Sunday, March 23, 2014

Recipes

Later, when I was living on my own in New York, I shuttled back and forth between all kinds of doctors.

They said, "You have bursitis here, and tendonitis here."

They would shoot me up with cortisone and look at me like I was crazy. One rheumatologist even told me I was making it up.

When did you finally get some kind of diagnosis?
In 1997, for lupus. I had a pinkish-red rash across my nose [a "butterfly" rash across the face is a symptom of the autoimmune disease[1].]

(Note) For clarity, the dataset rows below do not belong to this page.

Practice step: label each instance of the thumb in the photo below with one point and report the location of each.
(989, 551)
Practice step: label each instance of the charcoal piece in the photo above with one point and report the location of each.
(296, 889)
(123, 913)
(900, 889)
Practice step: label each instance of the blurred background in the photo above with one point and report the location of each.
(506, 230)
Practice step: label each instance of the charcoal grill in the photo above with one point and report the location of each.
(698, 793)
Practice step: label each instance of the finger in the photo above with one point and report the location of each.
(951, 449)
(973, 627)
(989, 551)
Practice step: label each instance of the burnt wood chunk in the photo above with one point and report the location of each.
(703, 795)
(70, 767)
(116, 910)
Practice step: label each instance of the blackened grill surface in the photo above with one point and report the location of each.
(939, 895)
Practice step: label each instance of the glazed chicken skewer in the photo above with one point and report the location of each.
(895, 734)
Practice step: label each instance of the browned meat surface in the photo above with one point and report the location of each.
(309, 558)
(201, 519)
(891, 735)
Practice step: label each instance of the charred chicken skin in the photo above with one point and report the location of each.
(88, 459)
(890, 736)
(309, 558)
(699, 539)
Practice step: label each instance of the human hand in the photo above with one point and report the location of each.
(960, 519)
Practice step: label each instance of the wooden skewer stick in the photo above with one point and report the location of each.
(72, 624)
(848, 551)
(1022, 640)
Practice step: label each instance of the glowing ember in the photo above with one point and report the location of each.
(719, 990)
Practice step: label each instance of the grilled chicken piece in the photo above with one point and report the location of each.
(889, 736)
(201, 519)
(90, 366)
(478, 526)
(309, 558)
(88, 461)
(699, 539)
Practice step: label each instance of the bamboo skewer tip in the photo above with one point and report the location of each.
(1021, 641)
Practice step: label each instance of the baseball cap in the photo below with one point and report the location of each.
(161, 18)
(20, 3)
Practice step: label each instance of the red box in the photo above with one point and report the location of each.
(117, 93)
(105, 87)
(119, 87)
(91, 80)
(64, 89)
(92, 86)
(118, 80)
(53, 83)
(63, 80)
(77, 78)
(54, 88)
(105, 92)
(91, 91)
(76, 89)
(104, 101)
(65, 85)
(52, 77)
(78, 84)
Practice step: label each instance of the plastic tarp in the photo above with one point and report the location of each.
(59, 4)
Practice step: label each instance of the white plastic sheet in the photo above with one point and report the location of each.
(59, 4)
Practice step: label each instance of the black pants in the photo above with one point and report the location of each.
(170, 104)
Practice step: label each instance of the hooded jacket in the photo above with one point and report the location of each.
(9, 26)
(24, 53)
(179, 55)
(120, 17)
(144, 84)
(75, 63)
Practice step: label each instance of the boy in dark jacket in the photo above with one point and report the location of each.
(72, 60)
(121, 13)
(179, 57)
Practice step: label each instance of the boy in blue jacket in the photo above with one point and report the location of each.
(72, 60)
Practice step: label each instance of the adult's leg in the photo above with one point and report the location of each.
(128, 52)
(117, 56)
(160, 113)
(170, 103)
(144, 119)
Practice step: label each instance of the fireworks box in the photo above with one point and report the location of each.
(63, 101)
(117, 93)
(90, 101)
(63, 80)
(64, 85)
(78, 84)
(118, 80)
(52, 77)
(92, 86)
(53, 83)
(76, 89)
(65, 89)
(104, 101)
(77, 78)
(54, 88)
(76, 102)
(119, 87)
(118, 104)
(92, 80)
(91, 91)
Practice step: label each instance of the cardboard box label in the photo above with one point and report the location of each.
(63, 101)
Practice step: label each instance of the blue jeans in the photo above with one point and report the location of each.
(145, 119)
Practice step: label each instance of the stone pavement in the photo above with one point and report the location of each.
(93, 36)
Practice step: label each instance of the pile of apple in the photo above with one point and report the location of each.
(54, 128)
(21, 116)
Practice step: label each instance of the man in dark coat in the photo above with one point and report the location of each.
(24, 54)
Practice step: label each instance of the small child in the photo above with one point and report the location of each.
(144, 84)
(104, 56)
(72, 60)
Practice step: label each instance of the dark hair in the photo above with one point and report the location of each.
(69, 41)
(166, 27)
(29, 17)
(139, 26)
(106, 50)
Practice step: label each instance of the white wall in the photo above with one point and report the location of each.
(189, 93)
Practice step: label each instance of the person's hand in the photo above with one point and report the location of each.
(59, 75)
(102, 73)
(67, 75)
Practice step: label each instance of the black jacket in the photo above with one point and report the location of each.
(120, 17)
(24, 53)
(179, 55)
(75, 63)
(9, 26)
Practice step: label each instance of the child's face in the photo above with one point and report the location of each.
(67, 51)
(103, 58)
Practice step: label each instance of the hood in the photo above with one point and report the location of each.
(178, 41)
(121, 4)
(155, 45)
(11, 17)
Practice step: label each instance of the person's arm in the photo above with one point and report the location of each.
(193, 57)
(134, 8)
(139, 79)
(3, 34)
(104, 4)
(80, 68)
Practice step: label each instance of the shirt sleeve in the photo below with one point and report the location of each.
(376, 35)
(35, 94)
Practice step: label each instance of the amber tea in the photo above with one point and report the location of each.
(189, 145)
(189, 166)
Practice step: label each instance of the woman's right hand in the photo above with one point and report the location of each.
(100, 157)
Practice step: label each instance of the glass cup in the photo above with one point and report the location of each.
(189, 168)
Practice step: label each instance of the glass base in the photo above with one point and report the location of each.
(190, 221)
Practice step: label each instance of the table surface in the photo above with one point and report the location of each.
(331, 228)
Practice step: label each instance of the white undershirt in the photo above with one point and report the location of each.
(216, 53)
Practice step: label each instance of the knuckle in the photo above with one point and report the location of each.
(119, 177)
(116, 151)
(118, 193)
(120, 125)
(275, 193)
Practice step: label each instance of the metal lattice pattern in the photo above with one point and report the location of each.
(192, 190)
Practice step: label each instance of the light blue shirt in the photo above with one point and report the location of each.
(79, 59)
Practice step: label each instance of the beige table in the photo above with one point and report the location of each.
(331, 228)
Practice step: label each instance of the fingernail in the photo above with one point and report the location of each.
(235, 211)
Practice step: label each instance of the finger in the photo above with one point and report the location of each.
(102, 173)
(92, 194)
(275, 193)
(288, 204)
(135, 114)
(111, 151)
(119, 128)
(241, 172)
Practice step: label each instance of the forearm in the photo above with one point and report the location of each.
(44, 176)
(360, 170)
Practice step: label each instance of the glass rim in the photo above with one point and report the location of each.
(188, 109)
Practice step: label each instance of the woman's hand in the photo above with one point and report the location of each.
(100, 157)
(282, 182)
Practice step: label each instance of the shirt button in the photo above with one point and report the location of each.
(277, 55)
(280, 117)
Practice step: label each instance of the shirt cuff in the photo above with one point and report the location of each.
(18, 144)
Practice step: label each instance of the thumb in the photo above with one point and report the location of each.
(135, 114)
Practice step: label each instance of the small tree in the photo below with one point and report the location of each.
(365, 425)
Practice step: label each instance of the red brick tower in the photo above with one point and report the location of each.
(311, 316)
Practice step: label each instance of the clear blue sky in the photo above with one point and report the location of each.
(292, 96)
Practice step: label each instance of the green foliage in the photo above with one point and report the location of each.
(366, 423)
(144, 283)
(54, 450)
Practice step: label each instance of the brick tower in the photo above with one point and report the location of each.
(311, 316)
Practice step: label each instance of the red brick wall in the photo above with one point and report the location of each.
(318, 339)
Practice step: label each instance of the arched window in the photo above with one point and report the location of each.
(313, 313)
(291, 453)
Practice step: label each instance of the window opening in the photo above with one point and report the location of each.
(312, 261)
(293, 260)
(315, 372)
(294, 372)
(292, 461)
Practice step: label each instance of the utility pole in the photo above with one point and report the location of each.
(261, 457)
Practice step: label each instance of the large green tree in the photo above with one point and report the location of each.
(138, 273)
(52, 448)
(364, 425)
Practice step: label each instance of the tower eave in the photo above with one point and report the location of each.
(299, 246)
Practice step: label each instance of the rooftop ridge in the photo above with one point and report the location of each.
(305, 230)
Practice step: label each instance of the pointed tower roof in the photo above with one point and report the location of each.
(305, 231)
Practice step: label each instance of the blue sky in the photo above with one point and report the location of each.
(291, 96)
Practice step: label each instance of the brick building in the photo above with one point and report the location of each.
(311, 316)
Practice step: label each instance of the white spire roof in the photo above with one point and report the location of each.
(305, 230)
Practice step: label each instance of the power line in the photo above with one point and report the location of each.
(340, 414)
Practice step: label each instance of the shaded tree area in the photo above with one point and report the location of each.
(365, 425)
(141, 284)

I had elevated ANA [antinuclear antibodies in the blood, also a symptom of lupus]. So, with that, plus the soreness in my body and joint pain, they said, "You have lupus." They put me on antimalarial medicine [a common lupus treatment]. I was treated until 2002, when I finally challenged that diagnosis.

Turns out, it wasn't a lupus butterfly rash at all, just rosacea[2].

When did you suspect it might be fibromyalgia pain instead?
My husband, Christopher, and I were living in Northern California in the early 2000s and we'd just started doing yoga.

I'd get flare-ups once every 4-6 weeks so strong that I couldn't do [the poses].

My yoga teacher gave me some articles about fibromyalgia. I thought, This is it! This describes exactly what I've been feeling for the last 15 years.

Nothing had been a match [to my symptoms] until then – joint pain without inflammation, migraines, depression. All of this stuff was just dead-on, a 100% match.

References

  1. ^ autoimmune disease (www.lifescript.com)
  2. ^ rosacea (www.lifescript.com)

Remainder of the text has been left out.